Nets look for another big performance at home vs. Raptors

May 4, 2007 - 5:56 PM By PA SportsTicker

So far, Continental Airlines Arena has been a house of pleasure for the New Jersey Nets. They will try to use that success to catapult into the Eastern Conference semifinals on Friday.

Although it failed to close out the series in a 98-96 loss to the Toronto Raptors in Game Five, New Jersey had two days off to regroup as it seeks to advance past the first round for the second straight year.

The odds of that happening appear pretty good after the way the Nets played in their previous two home games in the series.

New Jersey never trailed and led by as many as 21 points in a 102-89 victory in Game Three last Friday. Jason Kidd posted a franchise-record 19 assists en route to a triple-double and Vince Carter scored 37 points.

Although Toronto had a day off to deal with that loss, it could do even less, trailing by as many as 33 points in absorbing a 102-81 setback in Game Four.

Despite the stellar play here, Nets coach Lawrence Frank knows that avoiding a big hole that his team experienced in Game Five is a key.

"Good starts are important but if you don't get off to a good start, there is no reason to panic," he said. "The biggest thing we did (on Tuesday night) is we buried such a deep hole getting down 20. That makes your margin for error a whole lot less.

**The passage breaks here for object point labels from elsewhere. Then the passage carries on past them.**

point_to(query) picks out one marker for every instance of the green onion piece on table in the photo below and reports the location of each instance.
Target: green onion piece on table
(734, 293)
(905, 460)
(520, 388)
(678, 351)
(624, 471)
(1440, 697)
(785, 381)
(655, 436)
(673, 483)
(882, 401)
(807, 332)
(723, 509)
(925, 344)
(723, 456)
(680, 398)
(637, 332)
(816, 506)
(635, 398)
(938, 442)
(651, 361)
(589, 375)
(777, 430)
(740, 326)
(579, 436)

It's a 48-minute game.

The pair of rough setbacks continued a tough stretch for the Raptors, who have dropped their last eight road playoff games, dating to May 6, 2001.

Game Six will not be any easier for Toronto, which is dealing with injuries to point guards T.J. Ford and backup Jose Calderon.

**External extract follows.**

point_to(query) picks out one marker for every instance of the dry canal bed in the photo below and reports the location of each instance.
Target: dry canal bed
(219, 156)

Ford, who is bothered by neck and shoulder pain after colliding with Carter on Tuesday, played just six minutes in Game Five. Calderon picked up the slack, scoring a career-high 25 points before spraining his ankle in the closing moments.

If neither player is available, the Raptors would have to go with either Darrick Martin or Juan Dixon, who have combined to score just 17 points in the series.

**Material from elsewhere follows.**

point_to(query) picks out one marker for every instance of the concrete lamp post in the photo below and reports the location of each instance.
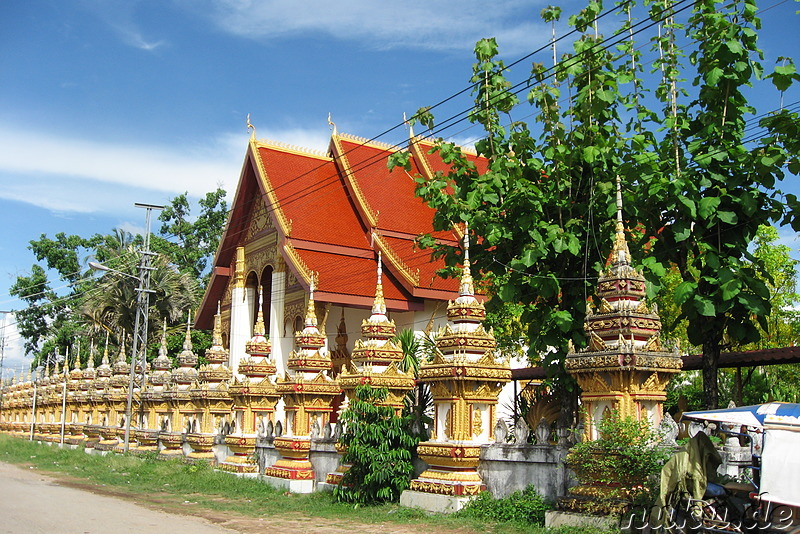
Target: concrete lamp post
(142, 311)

"You prepare for all those guys," Frank said. "We know they are all capable. Ford and Calderon have had great series. Juan Dixon is a very good player; he has had some great games in the past. Darrick Martin is a very good player who has proven himself in this league."

"Any team can be dangerous in the playoffs, regardless of if they are healthy or not," said Carter, who is averaging 25.8 points in the series.

With another home win, New Jersey would advance to face the Cleveland Cavaliers, who have spent the last three days resting after sweeping its opening-round series with the Washington Wizards.

On Thursday, the Golden State Warriors closed their improbable upset of the top-seeded Dallas Mavericks with a 111-86 victory.

Stephen Jackson scored 33 points, including a career-high seven 3-pointers, and a hobbling Baron Davis collected 20 points, 10 rebounds and six assists as the Warriors became the first eighth-seeded team to topple a No. 1 in a best-of-seven series. Denver topped Seattle in 1994 and New York eliminated Miami in 1999 in the old best-of-five format.

After starting the season with four straight losses, Dallas went on to win a franchise-record 67 games en route to the league's best record - tied for sixth-best in NBA history - and home-court advantage throughout the playoffs.

Along with Miami getting swept by Chicago earlier this week, Dallas's loss marked the first time since 1957 that both NBA finalists from the previous season did not make it past the opening round.

In the only other ongoing first-round series, Carlos Boozer scored 22 points and Mehmet Okur added 14 of his 19 in the second half for the Jazz, who captured a 94-82 victory over the Houston Rockets to force a Game Seven on Saturday.

Each team has won three games on its home court.